The RBI has not raised interest rates. Since it has kept rates higher than any other developed economy (the key lending rate or repo rate currently stands at 4.75%) it doesn't need to make a drastic change there. The consensus is that it definitely will by April next year, with a 50% chance of a move this year, according to an economist survey.

Instead what the RBI is doing is tightening some of the extraordinary measures it had put in place in response to the credit crunch. A special facility to provide liquidity (ie money)  to financial firms  is being withdrawn, as private funds move back and inflows of FDI and FII into the market. It has raised commerical real estate rates, worried that a new bubble is building up.

Significantly the RBI also tightening some of the capital requirements it has for Indian banks. It is raising the 'statutory liquidity ratio', the amount of money that a bank needs to keep in cash, gold or government bonds, to 25%, up from 24%.

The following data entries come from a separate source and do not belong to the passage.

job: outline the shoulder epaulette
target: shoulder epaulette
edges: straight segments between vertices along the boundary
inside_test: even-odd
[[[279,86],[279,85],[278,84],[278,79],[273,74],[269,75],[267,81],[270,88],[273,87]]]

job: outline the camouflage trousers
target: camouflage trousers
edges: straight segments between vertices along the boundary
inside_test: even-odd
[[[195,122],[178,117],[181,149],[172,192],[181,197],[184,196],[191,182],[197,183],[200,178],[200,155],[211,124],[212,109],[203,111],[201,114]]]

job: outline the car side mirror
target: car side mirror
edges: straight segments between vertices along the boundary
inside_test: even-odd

Lets compare this situation to that of western banks, particularly those in the US. Yes liquidity or reserve levels are being increased, but according to the Basel II accord capital requirements, bank holding companies should hold tier I and tier II capital reserves of 10%. Now ask yourself the question; how much safer is a bank with 25% of assets liquid versus a bank with 10% capital? The answer: more than twice as safe. And that is before even discussing the fact that most US banks still have only single digit liquid reserves.

It also intends to standardize provisioning for Non-Performing Assets (NPA) to 70%. What does this mean? Lets say that a bank has loaned money to a private company or fund, and that entity has stopped paying interest on the loan. The loan would now be classified as an NPA, and the bank would need to take 70% of the value of the loan out of its profits and hold that in a provisioning pool. If repayments on the loan resume, it would get out of the NPA bucket and back into the business-as-usual bucket, and the provisioning fund can be released back into the banks working funds. If the NPA finally does default, then the 70% provision will be used to offset any losses, although one would assume that more than 30 cents on the dollar can be earned on average in all but the very worst markets. In other words, the bank should eventually be able to increase its liquidity and should never be brought to its kness by NPAs.

Now look at NPAs and their US equivalent, toxic assets. How has the US responded to the question of these 'damaged goods'? In part by relaxing reporting regulations (mark-to-market), so that their values need not be recognised now. I don't know about you, but I would much rather a bank that keeps a 70% provision to the value of a loan or asset in trouble versus one that doesn't have to report its value.

Indian banks are in much ruder health than western ones - and they are getting healthier. Period.

So let the market and the banks complain, these moves will strengthen the Indian economy and the health of its banks for years to come, and the RBI should be congratulated for unpopular but wise policy moves.